Martin Luther King III, son of the late Civil Rights icon, was in Birmingham Wednesday to commemorate the 60th anniversary of the 1963 Birmingham Civil Rights campaign.

King gave remarks during Alabama Power’s signature Black History Month event, Power of Leadership, and later took part in a Q&A with Birmingham Mayor Randall Woodfin moderated by Myla Calhoun, Vice-President, Alabama Power’s Birmingham Division.

Answering questions from Calhoun during an hour-long event before an in-person audience of 150 political and business leaders, King III said he wasn’t surprised that his life’s work involved Civil and Human Rights, given his upbringing which he described as a “front row seat of what happened in the modern Civil Rights Movement.”

He talked about “[being] engaged with young leaders at the time . . . in our home John Lewis [the late Congressman] and Julian Bond [former Georgia State Senator] later on, of course, Maynard Jackson [former mayor of Atlanta] and a host of others who have been student leaders.”

Growing up in the King household was an education in itself, he said.

“Life experiences,” he pointed out, “. . . experiences when my father and mother (Coretta Scott King) on Sunday mornings, we would eat breakfast . . . dad would lead us in prayer, we’d say Bible verses, and then he would discuss the things that he was working on in the world . . . sometimes mom would reinforce those things during the week.”

One of the most important documents to come out of the Civil Rights Movement 60 years ago and perhaps in American history is Dr. King’s “Letter From Birmingham Jail” which King III called “probably one of the most scholarly documents that has ever been written.”

“And to think about the stress of being in a jail,” he said. “And it was written, as you perhaps know, on the side of toilet tissue and newspapers, and snuck out to the secretary to be developed and sent out to the community. So, you know, I’m thinking about, no research, no public library, just what was in his mind. I mean, folks from Harvard are studying how [did that happen]? How was he able to do this?
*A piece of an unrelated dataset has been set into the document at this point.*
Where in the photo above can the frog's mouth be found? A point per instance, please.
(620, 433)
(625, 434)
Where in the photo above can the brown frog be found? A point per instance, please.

It just shows the brains . . . he was not just a minister and human rights leader, he was a scholar.”

Martin Luther King III, left, and Birmingham Mayor Randall Woodfin commemorate the 60th anniversary of the 1963 Birmingham Civil Rights campaign during Alabama Power’s signature Black History Month event, Power of Leadership. (ANTHONY COOK, ALABAMA POWER)

King III pointed out that Stanford University has 12 volumes of his father’s scholarly works and each one of those books is 1,000 pages. “Now think about the fact that he didn’t live to be 39 years old, and all of this information is now coming out. So once that is complete and put throughout our system digitally, I think that will become one of the foremost scholarly [works] which is important and profound.”

And, of course, the conversation during the Power of Leadership conversation touched on something else the two leaders had in common: both King III and Woodfin are Morehouse College alums.

“From afar, I watched him and admired him and appreciate him and his friendship,” King III said of the mayor. “It’s exciting what is happening in Birmingham. I’ll say that it does not mean there’re not challenges. But as long as you have someone who is working and dedicated, dependable and determined, that is what you have in your Mayor” the city will grow.

Woodfin said Morehouse College is at a minimum “a three-way intersection of academic rigor, leadership, and community service. It was tough, it was hard, didn’t matter what your major was. And you got challenged by not only your professors, but by your peers,” the mayor said. “But we were nurtured into how to be a man, not just a Morehouse man upon completion of Morehouse, but to be a man and leader and in service in your community, your family and anywhere you put your two feet on the ground. You had to serve, you had to lead.”